El caso es que llevo siglos sin sentirme así
Pero por lo que a mí respecta, tan solo el amor romántico, es decir, aquel que nace del deseo inesperado y fortuito entre dos seres que, sin pretenderlo, coinciden en el mismo punto del espacio y del tiempo y, sin tampoco poder remediarlo, se sienten inmediatamente atraídos e impelidos a compartir sus vidas, fines y fluidos; ese amor que no llama delicadamente a tu puerta, sino que la echa abajo como un jodido ariete de guerra empujado por walkirias aladas y puestas hasta el culo de MDMA; ese amor que no respeta el orden de valores y certezas establecido en tu cabeza, sino que que lo vuela en mil pedazos y te transforma en una persona completamente nueva; ese amor que implica desnudarse, desarmarse, declararse vulnerable, compartir bosques simbólicos, mearse el uno en la boca del otro, ponerse de morros y al minuto siguiente abrazarse entre lágrimas, mañanas luminosas de café con tostadas, noches oscuras del alma, reírse, gritarse, arañarse, esconderse, buscarse, explorarse, bañarse en el mar bajo la luna, robar juntos en los centros comerciales, rehabilitarse, recaer, hacerse trizas, curarse juntos con besos, té verde e ibuprofeno para que al cabo del rato todo salte por los aires de nuevo; en definitiva, ese amor que consiste básicamente en volverse loco de remate, es el único que me interesa.

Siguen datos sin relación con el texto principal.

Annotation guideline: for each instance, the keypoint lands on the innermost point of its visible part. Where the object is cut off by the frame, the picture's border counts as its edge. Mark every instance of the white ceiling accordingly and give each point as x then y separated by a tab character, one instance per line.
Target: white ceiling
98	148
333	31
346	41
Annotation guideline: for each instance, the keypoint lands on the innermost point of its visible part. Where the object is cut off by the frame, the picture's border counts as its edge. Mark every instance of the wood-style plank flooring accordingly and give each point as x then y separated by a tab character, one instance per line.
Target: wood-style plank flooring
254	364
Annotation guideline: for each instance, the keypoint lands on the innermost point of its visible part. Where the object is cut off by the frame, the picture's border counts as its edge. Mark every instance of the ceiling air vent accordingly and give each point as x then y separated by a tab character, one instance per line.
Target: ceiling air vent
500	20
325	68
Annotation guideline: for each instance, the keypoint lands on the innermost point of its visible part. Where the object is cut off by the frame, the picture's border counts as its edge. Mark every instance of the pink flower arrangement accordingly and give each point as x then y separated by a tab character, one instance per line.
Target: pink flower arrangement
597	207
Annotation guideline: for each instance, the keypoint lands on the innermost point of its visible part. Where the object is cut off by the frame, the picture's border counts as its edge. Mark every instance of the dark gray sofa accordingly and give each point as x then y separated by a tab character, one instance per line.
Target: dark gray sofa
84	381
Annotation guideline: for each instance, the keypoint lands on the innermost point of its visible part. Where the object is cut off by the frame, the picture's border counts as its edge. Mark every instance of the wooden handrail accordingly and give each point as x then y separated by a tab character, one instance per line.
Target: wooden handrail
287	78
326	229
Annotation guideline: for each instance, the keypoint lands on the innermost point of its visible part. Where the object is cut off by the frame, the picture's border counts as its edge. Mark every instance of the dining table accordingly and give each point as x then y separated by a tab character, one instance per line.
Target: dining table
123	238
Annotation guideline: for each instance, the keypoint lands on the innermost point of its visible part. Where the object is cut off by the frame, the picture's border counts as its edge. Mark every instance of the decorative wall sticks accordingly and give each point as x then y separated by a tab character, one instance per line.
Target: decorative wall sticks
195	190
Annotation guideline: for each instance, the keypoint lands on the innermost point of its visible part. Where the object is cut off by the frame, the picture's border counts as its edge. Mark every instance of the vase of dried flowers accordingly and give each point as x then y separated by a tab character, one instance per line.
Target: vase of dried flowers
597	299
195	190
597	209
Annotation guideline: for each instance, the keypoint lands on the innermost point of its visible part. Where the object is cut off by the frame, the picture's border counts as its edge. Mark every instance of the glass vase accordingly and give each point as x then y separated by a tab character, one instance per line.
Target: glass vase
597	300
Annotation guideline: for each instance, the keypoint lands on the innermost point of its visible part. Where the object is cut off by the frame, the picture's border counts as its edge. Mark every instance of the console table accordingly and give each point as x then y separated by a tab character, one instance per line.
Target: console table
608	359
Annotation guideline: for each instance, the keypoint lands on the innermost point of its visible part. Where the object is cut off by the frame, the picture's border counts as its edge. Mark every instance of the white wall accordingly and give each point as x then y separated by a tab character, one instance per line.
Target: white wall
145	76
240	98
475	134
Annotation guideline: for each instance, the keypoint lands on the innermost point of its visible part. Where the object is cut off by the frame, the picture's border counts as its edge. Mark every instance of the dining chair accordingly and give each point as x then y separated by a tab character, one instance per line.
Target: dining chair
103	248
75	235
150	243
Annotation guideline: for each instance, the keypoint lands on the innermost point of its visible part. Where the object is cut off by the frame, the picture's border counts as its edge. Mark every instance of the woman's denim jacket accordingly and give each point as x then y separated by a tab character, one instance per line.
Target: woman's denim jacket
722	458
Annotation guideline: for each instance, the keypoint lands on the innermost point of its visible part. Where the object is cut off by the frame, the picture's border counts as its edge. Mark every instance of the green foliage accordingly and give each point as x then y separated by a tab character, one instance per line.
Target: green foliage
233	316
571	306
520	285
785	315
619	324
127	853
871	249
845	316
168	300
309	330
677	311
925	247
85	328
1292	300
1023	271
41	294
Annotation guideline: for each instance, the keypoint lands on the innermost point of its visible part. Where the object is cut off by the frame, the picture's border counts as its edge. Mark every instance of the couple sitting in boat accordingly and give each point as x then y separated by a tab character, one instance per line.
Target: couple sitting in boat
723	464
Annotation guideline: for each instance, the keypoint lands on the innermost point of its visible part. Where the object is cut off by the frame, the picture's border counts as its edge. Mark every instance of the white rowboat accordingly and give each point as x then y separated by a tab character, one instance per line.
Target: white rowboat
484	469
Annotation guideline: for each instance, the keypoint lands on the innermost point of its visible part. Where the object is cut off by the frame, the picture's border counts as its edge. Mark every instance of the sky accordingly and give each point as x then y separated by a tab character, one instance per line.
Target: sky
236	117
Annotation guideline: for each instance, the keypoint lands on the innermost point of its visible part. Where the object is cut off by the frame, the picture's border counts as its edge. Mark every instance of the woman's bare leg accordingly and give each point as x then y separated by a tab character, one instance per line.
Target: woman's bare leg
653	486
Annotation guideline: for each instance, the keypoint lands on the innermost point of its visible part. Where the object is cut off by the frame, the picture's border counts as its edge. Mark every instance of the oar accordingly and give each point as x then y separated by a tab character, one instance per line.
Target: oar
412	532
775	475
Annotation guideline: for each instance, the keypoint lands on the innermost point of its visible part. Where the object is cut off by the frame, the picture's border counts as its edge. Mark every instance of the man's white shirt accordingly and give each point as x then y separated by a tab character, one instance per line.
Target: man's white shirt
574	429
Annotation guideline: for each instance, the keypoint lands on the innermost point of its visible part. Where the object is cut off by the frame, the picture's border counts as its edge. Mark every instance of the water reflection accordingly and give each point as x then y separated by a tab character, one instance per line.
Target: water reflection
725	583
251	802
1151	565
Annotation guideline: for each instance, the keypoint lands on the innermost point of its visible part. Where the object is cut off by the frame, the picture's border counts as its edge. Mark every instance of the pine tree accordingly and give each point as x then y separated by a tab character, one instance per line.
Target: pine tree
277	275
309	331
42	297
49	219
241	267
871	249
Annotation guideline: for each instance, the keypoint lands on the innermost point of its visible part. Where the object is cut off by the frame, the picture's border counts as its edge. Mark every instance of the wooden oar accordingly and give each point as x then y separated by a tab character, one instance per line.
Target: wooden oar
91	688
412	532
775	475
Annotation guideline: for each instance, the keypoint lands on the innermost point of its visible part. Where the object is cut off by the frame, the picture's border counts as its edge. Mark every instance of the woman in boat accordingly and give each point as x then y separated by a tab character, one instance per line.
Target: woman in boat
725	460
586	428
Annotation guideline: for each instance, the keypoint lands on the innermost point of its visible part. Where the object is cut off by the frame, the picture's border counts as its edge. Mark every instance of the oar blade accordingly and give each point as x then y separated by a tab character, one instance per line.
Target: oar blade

Le cuento todo esto a Ada durante nuestra primera cita. Nos hemos conocido en Tinder. Voy un poco pedo.
—¿Sabes lo que creo? —Ella me observa con una mezcla de curiosidad y desconcierto—. Que confundes el amor con el enamoramiento.
—No sé, llámalo equis —respondo—. El caso es que llevo siglos sin sentirme así.